“如果沒想好,就再想一想,總歸時間還長,不要傷神了。”
阿婆自從來到這處小院,整個人好像都沉澱了下來,讓人也跟著靜下來。
“你決定好了,我們就去。你如果實在不想,我們就換個清淨的地方,都養養這身子骨。”
阿婆沒多說,陪著烈九卿坐了很久。
她不知道什麼時候就睡著了。
等醒來的時候,身上蓋著層毯子,摸上去很軟,除此之外,她也沒什麼感覺了。
“阿婆?”
烈九卿聽見身旁有腳步聲,低聲喊了句,“你還陪著我,沒累著吧?”
等了會,烈九卿沒聽見阿婆回應,無奈的笑了笑,她好像和自己一樣睡著了。
正當烈九卿想起身時,她一頓,踉蹌了下,摔到了地上。
好在一雙手及時扶住了她。
烈九卿猛的看過去,“你是誰?”
這雙手結實有力,不是阿婆!
來人後知後覺烈九卿是試探。
“……”
長久的沉默後,周圍徹底安靜了。
“卿兒?”
不過片刻罷了,阿婆的聲音就從身側傳來,“你臉色怎麼了?”
阿婆的手摸向她冰涼的額頭,“是不是又做噩夢了?”
烈九卿恍然,她此時才反應過來,她竟然完全沒有做噩夢,睡得安穩。
這感覺如此清晰……
“卿兒?”
阿婆見烈九卿走神,很是擔心,“先進屋吧,別再吹風了。”
看不見,摸不到,讓烈九卿完全連給自己施針都要小心謹慎,隻能憑借對身體結構的熟悉,這種滋味有些不好受。
她好像成了一個隻會添麻煩的廢物。
這想法一閃而逝,還是在烈九卿的心下留了痕跡。
阿婆這些天有些忙碌。
烈九卿一個人待在院子裏。
她大多是不需要人照料的。
阿婆和她一樣,不想旁人伺候。
兩人就這樣過了一些日子。
還有兩天就要過年了。
烈九卿總覺得沒有年味就罷了,還有一種讓人壓抑的沉重。
隔壁院中,琴音也不在了,以至於烈九卿難得有了寂寞之感。
還有一天就是大年三十了。
這除夕夜,隻有她二人。
但阿婆卻沒回來。
烈九卿一個人坐在屋裏,聽著外頭時不時的鞭炮聲,竟然覺得手足無措。
她第一次生出最世界遺棄的感覺。
門開的時候,烈九卿睫毛輕顫,唇角不自覺露出了一絲笑意,“阿婆?”
“你阿婆她受傷了。
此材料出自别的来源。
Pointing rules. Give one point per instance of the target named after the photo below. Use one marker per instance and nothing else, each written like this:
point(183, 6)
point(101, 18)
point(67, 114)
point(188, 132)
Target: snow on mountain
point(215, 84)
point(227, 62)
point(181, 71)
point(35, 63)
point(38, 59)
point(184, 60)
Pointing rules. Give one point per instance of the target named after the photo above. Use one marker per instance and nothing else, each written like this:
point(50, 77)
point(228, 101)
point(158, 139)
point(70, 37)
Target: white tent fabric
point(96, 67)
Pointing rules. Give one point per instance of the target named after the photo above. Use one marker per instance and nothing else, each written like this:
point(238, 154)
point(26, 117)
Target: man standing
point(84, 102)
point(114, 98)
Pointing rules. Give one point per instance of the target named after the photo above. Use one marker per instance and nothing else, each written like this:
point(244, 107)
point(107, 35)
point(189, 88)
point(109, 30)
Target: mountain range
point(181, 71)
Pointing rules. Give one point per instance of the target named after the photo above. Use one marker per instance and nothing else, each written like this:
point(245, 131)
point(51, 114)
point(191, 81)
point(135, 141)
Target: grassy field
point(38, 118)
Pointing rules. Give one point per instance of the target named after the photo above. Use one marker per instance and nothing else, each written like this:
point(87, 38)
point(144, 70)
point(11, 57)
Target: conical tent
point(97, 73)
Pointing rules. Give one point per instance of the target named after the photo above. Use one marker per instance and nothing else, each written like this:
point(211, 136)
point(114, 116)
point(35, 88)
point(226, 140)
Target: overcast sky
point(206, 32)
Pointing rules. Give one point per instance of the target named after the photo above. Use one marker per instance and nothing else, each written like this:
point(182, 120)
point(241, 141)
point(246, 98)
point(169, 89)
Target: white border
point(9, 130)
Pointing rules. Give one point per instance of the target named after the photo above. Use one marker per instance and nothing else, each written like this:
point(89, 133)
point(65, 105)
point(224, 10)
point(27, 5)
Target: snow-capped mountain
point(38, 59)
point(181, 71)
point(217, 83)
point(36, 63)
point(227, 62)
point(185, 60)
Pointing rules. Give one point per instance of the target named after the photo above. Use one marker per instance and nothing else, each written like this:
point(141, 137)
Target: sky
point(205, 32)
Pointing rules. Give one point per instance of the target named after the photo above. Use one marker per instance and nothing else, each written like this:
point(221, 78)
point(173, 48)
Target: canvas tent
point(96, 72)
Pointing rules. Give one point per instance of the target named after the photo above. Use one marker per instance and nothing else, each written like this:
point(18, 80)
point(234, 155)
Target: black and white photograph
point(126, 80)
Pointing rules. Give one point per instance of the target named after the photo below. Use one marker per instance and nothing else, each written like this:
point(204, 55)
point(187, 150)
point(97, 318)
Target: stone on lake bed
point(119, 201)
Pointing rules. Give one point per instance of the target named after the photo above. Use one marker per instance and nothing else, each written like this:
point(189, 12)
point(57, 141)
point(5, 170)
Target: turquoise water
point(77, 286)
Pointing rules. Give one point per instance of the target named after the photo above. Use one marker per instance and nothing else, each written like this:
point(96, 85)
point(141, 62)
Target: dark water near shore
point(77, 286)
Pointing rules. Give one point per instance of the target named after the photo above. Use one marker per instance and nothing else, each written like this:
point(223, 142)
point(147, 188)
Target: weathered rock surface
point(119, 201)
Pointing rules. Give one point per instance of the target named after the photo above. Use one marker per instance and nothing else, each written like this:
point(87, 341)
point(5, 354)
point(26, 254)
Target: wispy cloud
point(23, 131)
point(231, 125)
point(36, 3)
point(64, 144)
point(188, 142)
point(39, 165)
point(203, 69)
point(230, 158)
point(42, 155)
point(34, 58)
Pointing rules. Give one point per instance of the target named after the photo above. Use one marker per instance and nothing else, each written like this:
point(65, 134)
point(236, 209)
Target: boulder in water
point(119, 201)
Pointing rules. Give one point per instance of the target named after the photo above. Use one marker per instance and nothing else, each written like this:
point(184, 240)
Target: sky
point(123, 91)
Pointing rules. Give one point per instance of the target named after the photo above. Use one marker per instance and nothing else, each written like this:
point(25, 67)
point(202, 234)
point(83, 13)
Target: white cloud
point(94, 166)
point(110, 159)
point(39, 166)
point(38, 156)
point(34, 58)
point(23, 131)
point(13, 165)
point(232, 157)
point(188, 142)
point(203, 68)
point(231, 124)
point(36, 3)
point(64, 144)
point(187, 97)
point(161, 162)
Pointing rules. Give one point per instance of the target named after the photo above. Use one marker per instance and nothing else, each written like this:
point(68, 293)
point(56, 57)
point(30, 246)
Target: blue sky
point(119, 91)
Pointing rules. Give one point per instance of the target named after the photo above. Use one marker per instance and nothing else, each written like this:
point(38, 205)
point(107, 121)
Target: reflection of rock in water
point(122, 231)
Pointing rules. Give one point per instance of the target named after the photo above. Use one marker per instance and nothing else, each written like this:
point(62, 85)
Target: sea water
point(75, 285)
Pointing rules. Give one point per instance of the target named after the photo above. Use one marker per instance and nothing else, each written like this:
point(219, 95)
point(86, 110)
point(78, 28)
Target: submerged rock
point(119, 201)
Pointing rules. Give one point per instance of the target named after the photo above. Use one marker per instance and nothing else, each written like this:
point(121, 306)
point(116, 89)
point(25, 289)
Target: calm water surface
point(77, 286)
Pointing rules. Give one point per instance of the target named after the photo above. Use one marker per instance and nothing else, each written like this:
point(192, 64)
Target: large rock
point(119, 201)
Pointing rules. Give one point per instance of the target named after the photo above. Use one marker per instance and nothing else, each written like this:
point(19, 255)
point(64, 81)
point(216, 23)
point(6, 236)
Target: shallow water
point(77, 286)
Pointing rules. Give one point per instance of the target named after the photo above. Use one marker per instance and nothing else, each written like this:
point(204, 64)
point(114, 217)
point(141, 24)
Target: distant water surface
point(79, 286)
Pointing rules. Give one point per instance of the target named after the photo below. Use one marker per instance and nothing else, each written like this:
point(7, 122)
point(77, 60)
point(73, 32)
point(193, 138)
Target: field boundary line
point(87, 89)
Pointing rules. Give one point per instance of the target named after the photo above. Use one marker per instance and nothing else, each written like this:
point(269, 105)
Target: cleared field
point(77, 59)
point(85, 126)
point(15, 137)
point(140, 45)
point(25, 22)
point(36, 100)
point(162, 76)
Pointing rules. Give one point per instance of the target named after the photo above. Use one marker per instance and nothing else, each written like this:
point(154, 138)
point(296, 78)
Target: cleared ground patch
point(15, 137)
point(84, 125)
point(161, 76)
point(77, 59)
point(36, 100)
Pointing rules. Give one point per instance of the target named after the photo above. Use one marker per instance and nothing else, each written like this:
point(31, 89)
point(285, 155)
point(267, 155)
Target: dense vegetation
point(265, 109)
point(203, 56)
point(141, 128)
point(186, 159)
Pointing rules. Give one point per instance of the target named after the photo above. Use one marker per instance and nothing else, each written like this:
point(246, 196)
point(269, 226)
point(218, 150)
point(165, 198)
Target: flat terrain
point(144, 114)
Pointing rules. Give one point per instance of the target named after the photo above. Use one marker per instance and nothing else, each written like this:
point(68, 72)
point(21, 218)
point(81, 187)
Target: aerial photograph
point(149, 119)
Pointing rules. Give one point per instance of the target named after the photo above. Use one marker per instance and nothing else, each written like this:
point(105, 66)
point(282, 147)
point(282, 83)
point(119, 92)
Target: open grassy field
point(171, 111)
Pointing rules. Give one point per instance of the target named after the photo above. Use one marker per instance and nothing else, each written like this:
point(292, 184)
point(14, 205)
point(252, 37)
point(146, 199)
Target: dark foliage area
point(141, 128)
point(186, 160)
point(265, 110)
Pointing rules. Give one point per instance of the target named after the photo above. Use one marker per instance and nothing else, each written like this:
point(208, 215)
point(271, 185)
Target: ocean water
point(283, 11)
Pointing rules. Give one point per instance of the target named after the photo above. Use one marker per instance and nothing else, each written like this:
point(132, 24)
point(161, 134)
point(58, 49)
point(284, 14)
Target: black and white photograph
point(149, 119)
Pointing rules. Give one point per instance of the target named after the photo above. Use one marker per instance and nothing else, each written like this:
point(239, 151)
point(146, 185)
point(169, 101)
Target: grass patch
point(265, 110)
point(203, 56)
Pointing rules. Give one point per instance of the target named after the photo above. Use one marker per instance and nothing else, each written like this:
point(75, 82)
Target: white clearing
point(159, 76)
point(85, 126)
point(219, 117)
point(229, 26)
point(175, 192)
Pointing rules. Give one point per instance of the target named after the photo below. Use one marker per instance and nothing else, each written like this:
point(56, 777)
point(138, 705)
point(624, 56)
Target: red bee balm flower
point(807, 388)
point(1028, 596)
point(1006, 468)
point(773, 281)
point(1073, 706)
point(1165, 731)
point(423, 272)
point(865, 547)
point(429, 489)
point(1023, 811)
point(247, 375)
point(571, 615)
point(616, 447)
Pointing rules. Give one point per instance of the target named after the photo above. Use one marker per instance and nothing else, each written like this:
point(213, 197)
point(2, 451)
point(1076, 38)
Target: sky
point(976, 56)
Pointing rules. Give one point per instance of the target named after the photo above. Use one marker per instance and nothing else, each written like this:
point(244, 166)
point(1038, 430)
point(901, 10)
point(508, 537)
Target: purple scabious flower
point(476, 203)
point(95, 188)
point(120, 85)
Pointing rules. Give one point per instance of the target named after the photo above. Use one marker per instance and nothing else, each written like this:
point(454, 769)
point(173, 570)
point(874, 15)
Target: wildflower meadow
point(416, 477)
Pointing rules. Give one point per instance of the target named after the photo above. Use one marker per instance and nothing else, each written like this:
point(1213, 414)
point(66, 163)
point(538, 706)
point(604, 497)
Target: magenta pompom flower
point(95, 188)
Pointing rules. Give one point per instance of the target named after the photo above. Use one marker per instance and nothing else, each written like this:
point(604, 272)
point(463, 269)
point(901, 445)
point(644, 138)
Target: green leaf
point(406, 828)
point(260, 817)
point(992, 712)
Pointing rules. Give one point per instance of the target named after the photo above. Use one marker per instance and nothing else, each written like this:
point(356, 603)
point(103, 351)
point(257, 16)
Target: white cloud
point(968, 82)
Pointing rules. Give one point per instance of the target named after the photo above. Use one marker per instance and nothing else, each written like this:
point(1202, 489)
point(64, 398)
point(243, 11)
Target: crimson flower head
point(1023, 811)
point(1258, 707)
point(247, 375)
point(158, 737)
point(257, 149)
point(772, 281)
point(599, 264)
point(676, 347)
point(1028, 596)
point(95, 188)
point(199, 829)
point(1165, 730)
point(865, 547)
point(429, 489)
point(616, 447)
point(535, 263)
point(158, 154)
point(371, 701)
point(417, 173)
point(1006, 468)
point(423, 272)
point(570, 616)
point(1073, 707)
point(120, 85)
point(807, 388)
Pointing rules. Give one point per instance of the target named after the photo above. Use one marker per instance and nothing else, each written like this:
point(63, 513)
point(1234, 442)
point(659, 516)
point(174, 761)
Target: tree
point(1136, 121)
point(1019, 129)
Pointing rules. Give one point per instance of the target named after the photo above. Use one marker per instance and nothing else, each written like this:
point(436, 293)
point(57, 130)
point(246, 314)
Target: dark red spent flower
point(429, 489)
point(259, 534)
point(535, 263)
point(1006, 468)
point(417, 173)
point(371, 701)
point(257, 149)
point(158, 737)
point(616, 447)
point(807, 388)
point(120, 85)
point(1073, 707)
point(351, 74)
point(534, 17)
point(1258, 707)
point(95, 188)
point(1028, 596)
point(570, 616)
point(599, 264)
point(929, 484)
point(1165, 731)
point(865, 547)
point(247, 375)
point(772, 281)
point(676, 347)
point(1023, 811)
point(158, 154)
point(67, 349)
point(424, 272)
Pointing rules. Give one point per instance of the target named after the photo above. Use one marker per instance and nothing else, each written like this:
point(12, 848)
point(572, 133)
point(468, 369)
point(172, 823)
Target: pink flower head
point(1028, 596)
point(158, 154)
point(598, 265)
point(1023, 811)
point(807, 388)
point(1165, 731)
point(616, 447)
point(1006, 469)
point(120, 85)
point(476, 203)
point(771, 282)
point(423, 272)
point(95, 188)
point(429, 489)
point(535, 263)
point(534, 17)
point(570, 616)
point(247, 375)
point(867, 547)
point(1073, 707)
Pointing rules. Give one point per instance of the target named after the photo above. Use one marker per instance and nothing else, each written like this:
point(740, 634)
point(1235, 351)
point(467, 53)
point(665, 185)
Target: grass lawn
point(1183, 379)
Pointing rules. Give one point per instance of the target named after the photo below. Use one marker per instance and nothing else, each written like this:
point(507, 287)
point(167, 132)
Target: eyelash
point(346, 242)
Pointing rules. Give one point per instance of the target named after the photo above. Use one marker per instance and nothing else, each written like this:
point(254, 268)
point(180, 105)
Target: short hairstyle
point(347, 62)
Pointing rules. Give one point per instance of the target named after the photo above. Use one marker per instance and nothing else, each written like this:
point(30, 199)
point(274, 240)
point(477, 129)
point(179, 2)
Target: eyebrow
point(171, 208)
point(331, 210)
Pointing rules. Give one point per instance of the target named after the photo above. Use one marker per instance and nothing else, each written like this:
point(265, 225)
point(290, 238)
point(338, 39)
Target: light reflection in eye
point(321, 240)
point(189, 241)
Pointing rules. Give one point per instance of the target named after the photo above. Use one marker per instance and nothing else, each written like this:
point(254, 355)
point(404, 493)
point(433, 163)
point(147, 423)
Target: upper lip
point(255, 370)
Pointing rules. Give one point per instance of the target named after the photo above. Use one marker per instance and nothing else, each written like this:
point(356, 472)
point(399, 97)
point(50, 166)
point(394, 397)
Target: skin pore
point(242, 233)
”
聽著這分外熟悉的蒼老聲音,烈九卿一瞬間紅了眼,“外、外公……九卿不孝……”
烈九卿還沒準備好,哭著就跪下了,顧謙慌忙跑過去,抓住了她的手臂,又氣又心疼,渾身都止不住的顫抖。
“你這傻孩子,你知不知道,外公多想你?啊?”
顧謙熱淚潮濕,“你……你氣死外公了!”
顧謙已經不敢回想這近一年的時間裏,他是怎麼熬過來的。
烈九卿咬唇,眼淚還是控製不住的溢出來,“外公,過去的事,我什麼都不記得了,我是不知道怎麼去見你們。”
“你記得我們就夠了!”顧謙隱忍著某種決絕,“你今天就跟著你三舅舅去南疆,以後都不要回來了!”
烈九卿瞳孔一震。
南疆與大秦相隔萬裏啊。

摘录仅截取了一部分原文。